それがドルガスさんの心に蓋をしてしまった。
と言っても、拗れ過ぎだと思うけど。
「星があっても意味がない。本当は分かっていた、でも絶対に認めたくなかった」
あんなに周りを威嚇していたのは、自分を守るためだったのかな?
ギルマスさんが言うように、かなり小心者なのかもしれないな。
だから怒鳴り散らす方法しか取れなかった。
「でも、あいつ笑ったんだ」
あいつ?
親友のことかな?
「おにぎり食べて、凄く嬉しそうに笑ったんだ。久しぶりにあんな顔を見た」
話していたドルガスさんがいきなり立ち上がって、私たちと向かい合うように立つ。
「悪かった。
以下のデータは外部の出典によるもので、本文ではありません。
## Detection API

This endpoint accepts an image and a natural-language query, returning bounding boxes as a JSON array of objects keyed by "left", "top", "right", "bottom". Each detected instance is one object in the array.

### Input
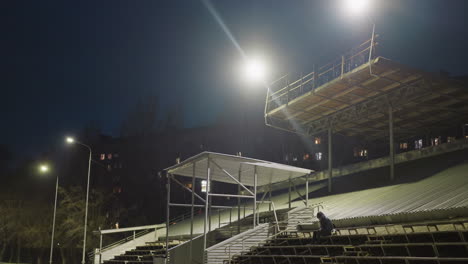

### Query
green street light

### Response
[{"left": 39, "top": 164, "right": 59, "bottom": 264}]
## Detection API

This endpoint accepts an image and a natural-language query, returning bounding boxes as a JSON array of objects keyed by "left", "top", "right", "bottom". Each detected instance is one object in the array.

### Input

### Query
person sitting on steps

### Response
[{"left": 312, "top": 212, "right": 334, "bottom": 243}]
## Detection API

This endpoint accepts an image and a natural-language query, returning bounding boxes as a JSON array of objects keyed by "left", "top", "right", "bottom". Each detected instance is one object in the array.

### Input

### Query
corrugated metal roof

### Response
[{"left": 298, "top": 163, "right": 468, "bottom": 219}]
それと感謝している」
「「あっ」」
ドルガスさんは言うだけ言って、走って行ってしまった。
ただ。
「ドルガスさんの顔、真っ赤でしたね」
「あぁ、あんな兄の顔を見たのは初めてだった。それに少し足がもつれていたよな」
「はい」
走っていく後ろ姿が、途中でよろめいていた。
おそらく恥ずかしさと緊張とで、体が硬くなってしまったせいだろう。
「えっと、ドルイドさん」
「あぁ、なんだ?」
「ドルガスさんは、何が言いたかったのでしょうか?」
なんとなく言いたかったことは分かるのだが……。
「ん~、『こめ』しか育たないところで農業をしている親友が『こめ』が食べられると知って喜んでいたって事かな?」
やはり、そう言う事なんだろうな。
「で、親友の農業が米で成功しそうだから『ありがとう』って事だろうな」
「そう言う事ですよね?」
ドルイドさんと顔を見合わせる。
そして2人同時に、笑いだす。
最後のドルガスさんの様子で、相当恥ずかしかったことは分かったが。
それにしたって、もう少し分かりやすく話してほしかった。
「いい方向へ転んだって事で、いいのでしょうか?」
「だと思う。父さんも母さんも安心するだろう」
ドルイドさんが苦笑いしている。
彼は長年色々と言われてきたのだから、すぐに許すことは出来ないかもしれないな。
「旅から戻って来たら、ゆっくり話せるかもしれないですね。兄弟3人で」
少し時間が経てば、きっとやり直せるはず。